I dropped by periodically to check on progress, advising the agent of the ongoing problems, but nothing changed. Finally, moving day came. I found that my agent had gone on a six-week vacation without making the handoff to another agent. The rental agreements couldn’t be found; the keys went missing. The new agent couldn’t get the keys to work; the stairwell was blocked by construction, there was garbage from the workmen piled against the apartment door. The hot water was a trickle, the doorbell didn’t work, the mailbox went missing, the final cleaning hadn’t been done, and there was a thin layer of construction dust over everything.

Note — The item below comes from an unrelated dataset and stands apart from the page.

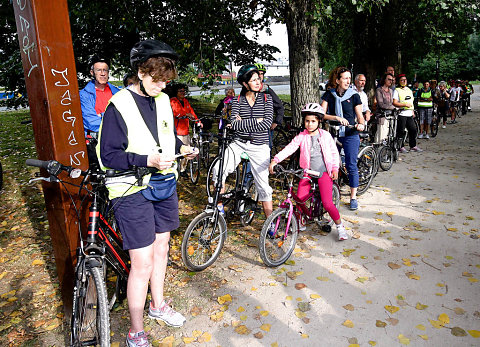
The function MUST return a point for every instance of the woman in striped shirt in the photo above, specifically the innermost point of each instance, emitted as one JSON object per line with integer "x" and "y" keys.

I have moved three times in the Netherlands, and this was just bad. The realty office owner said that the original agent had a migraine that prevented the handoff, that the landlord wasn’t answering the phone, that there were a dozen other excuses. I was unwavering: with their fee comes accountability for managing the transaction. It is not my responsibility to be checking the apartment and advising them, nor to be chasing down the landlord. I refused to pay them until the situation was corrected (I did pay the security deposit and first months rent).

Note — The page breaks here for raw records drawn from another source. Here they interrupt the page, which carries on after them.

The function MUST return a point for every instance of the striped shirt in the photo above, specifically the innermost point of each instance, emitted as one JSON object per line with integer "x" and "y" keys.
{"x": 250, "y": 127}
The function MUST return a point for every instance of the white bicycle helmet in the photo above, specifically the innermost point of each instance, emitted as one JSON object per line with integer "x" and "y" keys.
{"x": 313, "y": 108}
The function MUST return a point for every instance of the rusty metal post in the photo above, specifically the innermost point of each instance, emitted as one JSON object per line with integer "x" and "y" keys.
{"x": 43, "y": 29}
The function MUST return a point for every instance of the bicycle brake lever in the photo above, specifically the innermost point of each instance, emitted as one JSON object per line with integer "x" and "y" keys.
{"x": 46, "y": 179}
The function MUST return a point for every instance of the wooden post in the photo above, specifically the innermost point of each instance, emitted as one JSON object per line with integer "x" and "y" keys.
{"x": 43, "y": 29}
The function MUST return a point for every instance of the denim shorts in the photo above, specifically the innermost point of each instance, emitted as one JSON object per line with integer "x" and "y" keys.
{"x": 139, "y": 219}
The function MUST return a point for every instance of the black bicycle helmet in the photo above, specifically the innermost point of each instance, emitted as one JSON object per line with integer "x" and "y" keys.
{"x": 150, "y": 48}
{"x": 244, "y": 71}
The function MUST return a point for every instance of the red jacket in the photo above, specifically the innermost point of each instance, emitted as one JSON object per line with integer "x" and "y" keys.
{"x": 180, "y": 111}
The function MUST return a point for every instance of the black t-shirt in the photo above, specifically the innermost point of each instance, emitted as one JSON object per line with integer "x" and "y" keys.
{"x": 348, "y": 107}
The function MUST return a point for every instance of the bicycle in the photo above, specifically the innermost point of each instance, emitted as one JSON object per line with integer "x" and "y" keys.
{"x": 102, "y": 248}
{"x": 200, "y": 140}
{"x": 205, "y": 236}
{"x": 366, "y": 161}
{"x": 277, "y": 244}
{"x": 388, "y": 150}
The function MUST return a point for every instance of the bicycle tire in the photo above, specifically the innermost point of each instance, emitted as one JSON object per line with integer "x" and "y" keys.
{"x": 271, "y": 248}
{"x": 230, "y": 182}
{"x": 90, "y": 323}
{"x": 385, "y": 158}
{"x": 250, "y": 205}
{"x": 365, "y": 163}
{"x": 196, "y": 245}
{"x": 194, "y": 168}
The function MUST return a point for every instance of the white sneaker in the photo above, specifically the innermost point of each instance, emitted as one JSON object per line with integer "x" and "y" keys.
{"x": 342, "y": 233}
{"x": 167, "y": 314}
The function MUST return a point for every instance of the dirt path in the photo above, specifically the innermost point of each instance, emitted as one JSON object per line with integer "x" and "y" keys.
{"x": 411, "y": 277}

Within a day, workmen were back out front, a plumber stopped by to work the water and replace the heater, the owner dropped in to assure me that things would be taken care of, the agency paid for a cleaning. I feel like things will be right within a few weeks and then can finish negotiating a properly reduced fee with the realtor. But the lesson is to stand up for yourself, take pictures, and leverage your payments into actions when something needs fixing.